We remind ourselves why we got started.
We remind ourselves where we’re going.
We remind ourselves that we’ve been lost before – and that we can always get back on track.
You don’t become truly happy when a Duolingo owl, notifications, or leaderboards guilted them into spending hours on their phone – even if they learn something.
Could we create learning environments that build self-trust (you showed up because it’s important for you to show up)?
Discipline (I stuck to my plan and I feel good about it)?
Agency (I chose to do this today)?
When you decide if you should be chasing this goal, job, relationship, or place to live – in other words, commitment – you choose between action or inaction based on if it’s a viable, worthwhile, realistic goal.

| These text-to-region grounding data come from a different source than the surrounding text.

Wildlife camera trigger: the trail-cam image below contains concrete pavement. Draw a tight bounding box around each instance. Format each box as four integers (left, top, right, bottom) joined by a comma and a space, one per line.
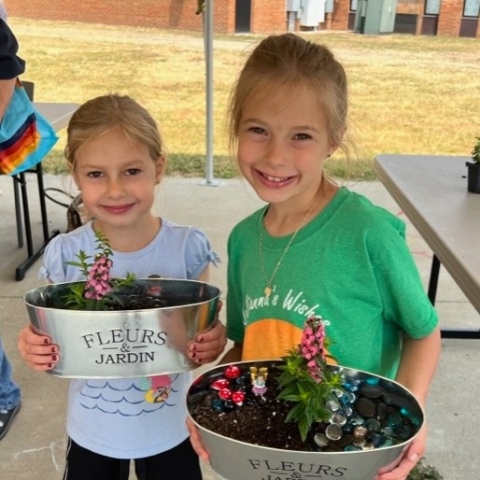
0, 173, 479, 479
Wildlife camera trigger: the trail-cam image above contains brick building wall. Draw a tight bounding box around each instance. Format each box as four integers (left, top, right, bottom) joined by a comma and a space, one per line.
6, 0, 234, 32
252, 0, 286, 32
438, 0, 463, 36
5, 0, 479, 38
330, 0, 351, 30
6, 0, 285, 34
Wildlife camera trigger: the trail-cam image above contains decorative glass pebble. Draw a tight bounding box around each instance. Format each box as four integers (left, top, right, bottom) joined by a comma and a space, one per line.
325, 423, 343, 441
382, 438, 394, 447
400, 407, 422, 426
344, 444, 362, 452
224, 399, 235, 412
381, 426, 394, 437
365, 418, 381, 433
353, 438, 366, 448
211, 398, 224, 412
395, 424, 412, 440
353, 425, 368, 439
333, 388, 344, 398
344, 391, 357, 403
342, 406, 353, 417
326, 399, 340, 412
330, 412, 348, 426
387, 411, 402, 427
313, 432, 329, 448
350, 414, 365, 426
369, 433, 383, 447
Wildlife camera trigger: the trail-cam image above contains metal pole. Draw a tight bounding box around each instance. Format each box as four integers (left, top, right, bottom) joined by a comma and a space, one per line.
200, 0, 220, 186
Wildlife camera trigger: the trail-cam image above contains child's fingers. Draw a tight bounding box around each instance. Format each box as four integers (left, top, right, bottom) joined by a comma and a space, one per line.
18, 347, 59, 371
18, 325, 60, 371
194, 320, 226, 344
188, 321, 227, 363
19, 324, 52, 345
187, 418, 210, 462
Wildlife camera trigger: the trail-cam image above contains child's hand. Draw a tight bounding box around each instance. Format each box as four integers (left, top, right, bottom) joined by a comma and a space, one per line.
187, 417, 210, 462
188, 301, 226, 364
374, 423, 427, 480
18, 325, 60, 371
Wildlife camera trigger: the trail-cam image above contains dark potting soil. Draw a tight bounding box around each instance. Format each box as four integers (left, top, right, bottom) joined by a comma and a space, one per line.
106, 295, 170, 310
191, 377, 308, 451
188, 363, 422, 453
46, 294, 171, 311
38, 279, 214, 311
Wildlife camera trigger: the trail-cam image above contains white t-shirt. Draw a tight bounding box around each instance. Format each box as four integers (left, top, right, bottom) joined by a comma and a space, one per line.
40, 220, 219, 458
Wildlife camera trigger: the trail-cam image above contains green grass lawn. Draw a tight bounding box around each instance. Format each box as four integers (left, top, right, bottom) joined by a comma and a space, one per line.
10, 18, 480, 180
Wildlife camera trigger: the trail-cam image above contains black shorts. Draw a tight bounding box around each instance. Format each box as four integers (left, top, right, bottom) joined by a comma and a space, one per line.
63, 437, 202, 480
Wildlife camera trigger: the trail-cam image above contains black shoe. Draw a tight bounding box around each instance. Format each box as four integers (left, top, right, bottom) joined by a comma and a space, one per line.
0, 402, 21, 440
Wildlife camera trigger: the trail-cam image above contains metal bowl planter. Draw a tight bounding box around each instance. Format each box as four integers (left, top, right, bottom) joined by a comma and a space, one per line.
24, 278, 220, 378
187, 360, 424, 480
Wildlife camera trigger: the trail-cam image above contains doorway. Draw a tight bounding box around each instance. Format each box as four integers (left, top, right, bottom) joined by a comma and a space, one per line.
235, 0, 251, 33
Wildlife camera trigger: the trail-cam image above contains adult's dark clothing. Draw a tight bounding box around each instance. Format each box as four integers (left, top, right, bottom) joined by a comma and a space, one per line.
0, 18, 25, 79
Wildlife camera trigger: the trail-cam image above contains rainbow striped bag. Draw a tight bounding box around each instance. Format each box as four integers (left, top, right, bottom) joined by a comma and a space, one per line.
0, 80, 58, 175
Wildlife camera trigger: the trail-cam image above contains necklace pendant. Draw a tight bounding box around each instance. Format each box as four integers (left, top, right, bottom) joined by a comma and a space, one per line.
264, 286, 272, 298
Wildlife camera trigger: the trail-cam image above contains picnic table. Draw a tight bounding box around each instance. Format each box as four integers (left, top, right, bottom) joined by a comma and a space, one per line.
374, 154, 480, 339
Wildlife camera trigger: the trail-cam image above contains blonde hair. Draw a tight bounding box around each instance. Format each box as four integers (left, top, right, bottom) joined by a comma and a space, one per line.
65, 94, 164, 169
228, 34, 348, 154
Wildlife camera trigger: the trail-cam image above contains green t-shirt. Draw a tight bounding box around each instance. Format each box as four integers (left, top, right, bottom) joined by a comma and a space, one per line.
226, 187, 438, 379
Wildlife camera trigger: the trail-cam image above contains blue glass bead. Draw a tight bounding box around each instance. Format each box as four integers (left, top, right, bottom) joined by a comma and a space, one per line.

When you decide on the course of action – in other words, how to do something – you’re already committed to action.
Sometimes, the commitment might be too big, too hard, or too disruptive – and that’s perfectly valid.
But here’s what I’ve noticed, my friend: whenever I try to decide on the how before I’ve decided on the commitment, I have even more doubts, and any course of action seems complicated.
I’m curious how you feel about it. We’ll talk more about it in the coming days and weeks.
The dice has been cast.
The decision has been made.
Now is not the time to negotiate.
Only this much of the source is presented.